Today many of Teamster Local 743's members are women, and they are mostly black or Latino or immigrants from nearly all parts of the world.

The local has also been no stranger to corruption.

In the past two decades two of the local's leaders stepped down amid allegations of union wrongdoing.

Berg saw the corruption as an invitation to step forward and up the union ladder. Active in the Teamsters for a Democratic Union, a small dissident movement that has struggled to keep a foothold within the Teamsters, Berg ran for one of the top positions in the local in 1998 and 2001. He lost both times.

He ran again in 2004. Two days after the local began counting the ballots union officials called off the election, saying new balloting was needed because of voting problems.

Berg's side was slightly ahead in the first balloting, he said. By the second ballot it was clear they had lost by a wide margin.

Job loss leads to big decision

Soon afterward, Berg was fired from his janitor's job. He had missed work and blamed it on an injury. He supplied a note from his physician wife, he said. But the hospital challenged his excuse, and after a lengthy grievance procedure he lost that battle as well.

It came at a difficult time. His wife was out of work on and off because of illness. Most of their savings evaporated.

During this bleak time Berg decided that he would seek the top position at the local, and his team asked the Labor Department to look into the union election. Ultimately the government agreed that some things had gone wrong.

Finally, in a settlement reached in July with the local's officials, the Labor Department outlined several ways that the election was flawed. And the local agreed to let the federal agency oversee the new election, which Berg won by a 54-vote margin. All but one of his seven-person slate won. In September the U.S. attorney's office indicted the local's acting president and three former local employees on charges of trying to rig in their favor two elections in 2004.

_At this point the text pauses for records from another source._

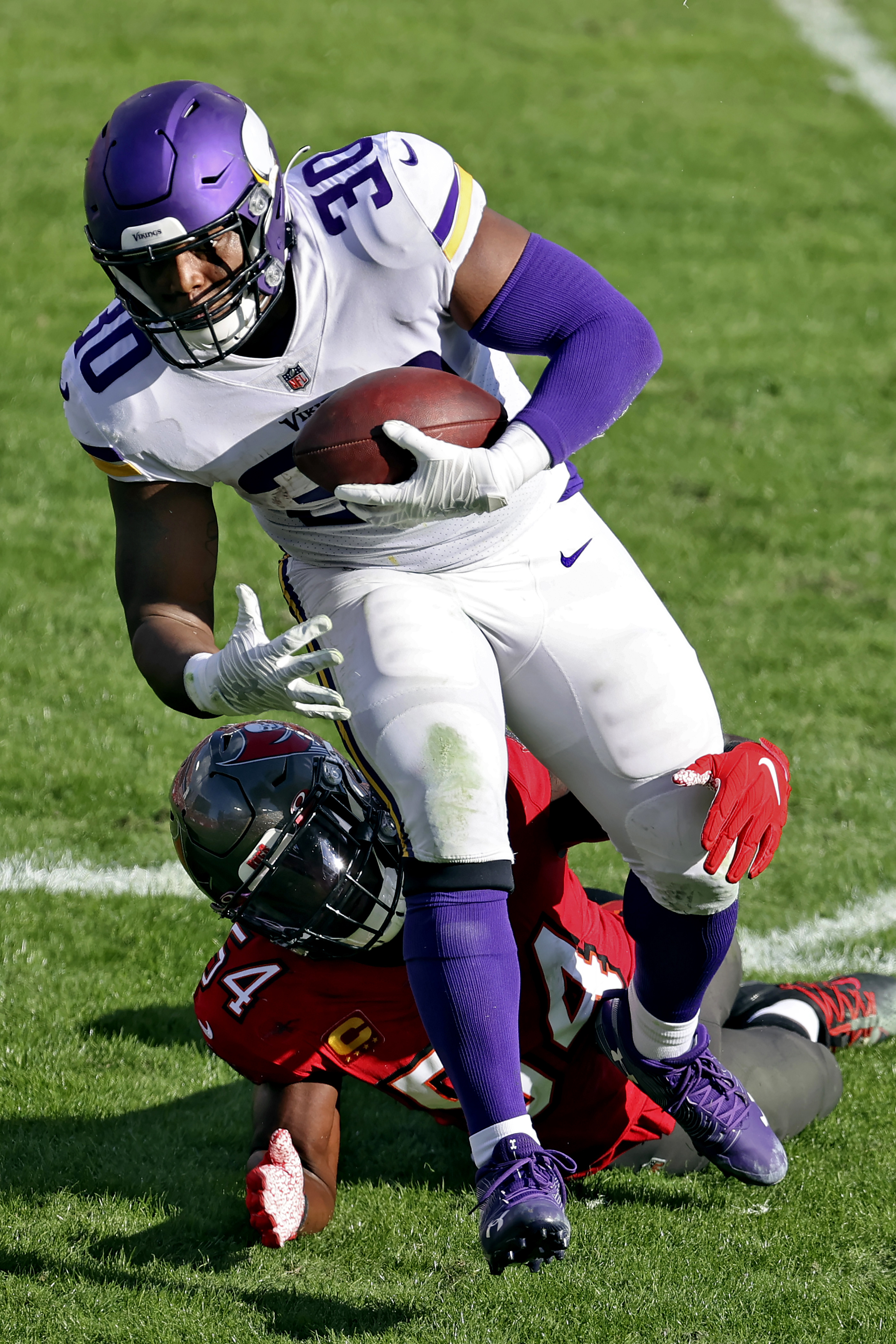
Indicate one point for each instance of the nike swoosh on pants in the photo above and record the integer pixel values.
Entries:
(570, 560)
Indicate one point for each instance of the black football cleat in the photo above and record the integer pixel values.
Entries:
(523, 1201)
(852, 1010)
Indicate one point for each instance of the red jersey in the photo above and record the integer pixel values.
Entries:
(279, 1018)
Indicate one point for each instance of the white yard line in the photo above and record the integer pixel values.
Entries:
(88, 879)
(833, 33)
(817, 947)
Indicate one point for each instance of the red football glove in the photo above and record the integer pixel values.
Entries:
(753, 787)
(276, 1193)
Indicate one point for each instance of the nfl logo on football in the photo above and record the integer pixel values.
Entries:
(296, 378)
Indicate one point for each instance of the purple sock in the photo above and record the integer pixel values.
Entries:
(676, 956)
(465, 976)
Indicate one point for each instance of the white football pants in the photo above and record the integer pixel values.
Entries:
(561, 636)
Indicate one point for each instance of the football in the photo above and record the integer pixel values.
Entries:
(343, 443)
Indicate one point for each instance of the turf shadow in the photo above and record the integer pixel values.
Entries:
(156, 1025)
(188, 1155)
(291, 1312)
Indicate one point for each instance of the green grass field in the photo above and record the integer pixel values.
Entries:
(698, 156)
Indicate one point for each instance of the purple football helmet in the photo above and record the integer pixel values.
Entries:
(287, 836)
(175, 166)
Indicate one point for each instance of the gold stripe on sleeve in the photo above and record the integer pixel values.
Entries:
(463, 217)
(116, 468)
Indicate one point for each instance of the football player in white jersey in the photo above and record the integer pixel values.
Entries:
(483, 590)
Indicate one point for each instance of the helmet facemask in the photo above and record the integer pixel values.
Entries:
(175, 167)
(324, 882)
(217, 327)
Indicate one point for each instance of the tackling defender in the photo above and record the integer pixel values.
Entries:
(299, 1026)
(483, 589)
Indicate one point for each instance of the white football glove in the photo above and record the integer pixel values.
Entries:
(449, 480)
(256, 675)
(276, 1193)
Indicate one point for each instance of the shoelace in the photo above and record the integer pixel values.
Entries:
(707, 1080)
(543, 1174)
(843, 1004)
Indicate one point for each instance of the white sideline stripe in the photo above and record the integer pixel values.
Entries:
(813, 948)
(833, 33)
(86, 879)
(825, 947)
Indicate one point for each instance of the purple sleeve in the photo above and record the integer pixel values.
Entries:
(602, 350)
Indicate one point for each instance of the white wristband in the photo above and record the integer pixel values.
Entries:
(195, 683)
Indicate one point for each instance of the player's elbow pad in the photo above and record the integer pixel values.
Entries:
(602, 350)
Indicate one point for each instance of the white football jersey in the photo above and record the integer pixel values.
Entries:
(381, 230)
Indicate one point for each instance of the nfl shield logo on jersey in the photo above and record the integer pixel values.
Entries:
(296, 378)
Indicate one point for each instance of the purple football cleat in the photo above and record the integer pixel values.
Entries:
(523, 1199)
(714, 1109)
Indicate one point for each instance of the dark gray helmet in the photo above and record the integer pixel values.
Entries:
(283, 834)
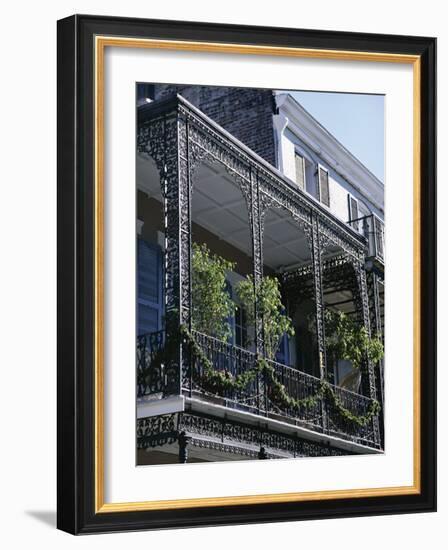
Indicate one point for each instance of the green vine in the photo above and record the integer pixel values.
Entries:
(221, 381)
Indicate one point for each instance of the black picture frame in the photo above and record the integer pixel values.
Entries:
(76, 255)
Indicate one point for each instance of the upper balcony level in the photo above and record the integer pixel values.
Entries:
(200, 185)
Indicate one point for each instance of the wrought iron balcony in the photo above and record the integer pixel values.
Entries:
(258, 395)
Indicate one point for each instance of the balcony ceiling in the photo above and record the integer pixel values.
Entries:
(219, 207)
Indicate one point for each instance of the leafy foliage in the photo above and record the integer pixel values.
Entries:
(211, 303)
(222, 382)
(345, 339)
(271, 309)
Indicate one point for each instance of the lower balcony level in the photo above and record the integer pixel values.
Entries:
(224, 381)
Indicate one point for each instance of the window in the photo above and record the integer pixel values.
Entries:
(353, 212)
(324, 186)
(149, 287)
(300, 170)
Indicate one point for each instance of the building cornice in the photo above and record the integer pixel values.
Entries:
(329, 149)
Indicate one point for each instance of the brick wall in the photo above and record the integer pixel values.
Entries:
(244, 112)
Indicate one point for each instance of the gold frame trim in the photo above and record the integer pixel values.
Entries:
(101, 42)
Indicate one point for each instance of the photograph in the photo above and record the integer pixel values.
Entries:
(260, 265)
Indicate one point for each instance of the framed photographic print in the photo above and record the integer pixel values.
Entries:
(246, 271)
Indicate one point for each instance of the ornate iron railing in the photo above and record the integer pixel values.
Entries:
(231, 360)
(315, 411)
(356, 404)
(372, 227)
(300, 386)
(150, 364)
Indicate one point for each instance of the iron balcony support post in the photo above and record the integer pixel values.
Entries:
(375, 324)
(256, 221)
(368, 375)
(183, 441)
(316, 258)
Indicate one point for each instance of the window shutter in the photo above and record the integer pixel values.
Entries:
(324, 189)
(300, 171)
(353, 212)
(149, 287)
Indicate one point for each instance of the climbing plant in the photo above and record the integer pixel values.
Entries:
(346, 339)
(270, 307)
(211, 303)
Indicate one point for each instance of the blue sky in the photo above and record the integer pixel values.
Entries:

"He's really stuck with the struggle over many obstacles. He has taken a lickin' and kept on ticking," said Ken Paff, head of the Detroit-based Teamsters for a Democratic Union. When and if Berg takes office he will be among only a "small handful" of leaders of locals who are TDU members, Paff added.

Last week Berg reminisced about how things somehow have fallen into place.

"I tried to climb up the career ladder and ran off a lot of cliffs," the Marquette University graduate said, and smiled again.

"Being a janitor is a hard job, and I wouldn't have predicted that I would have become president."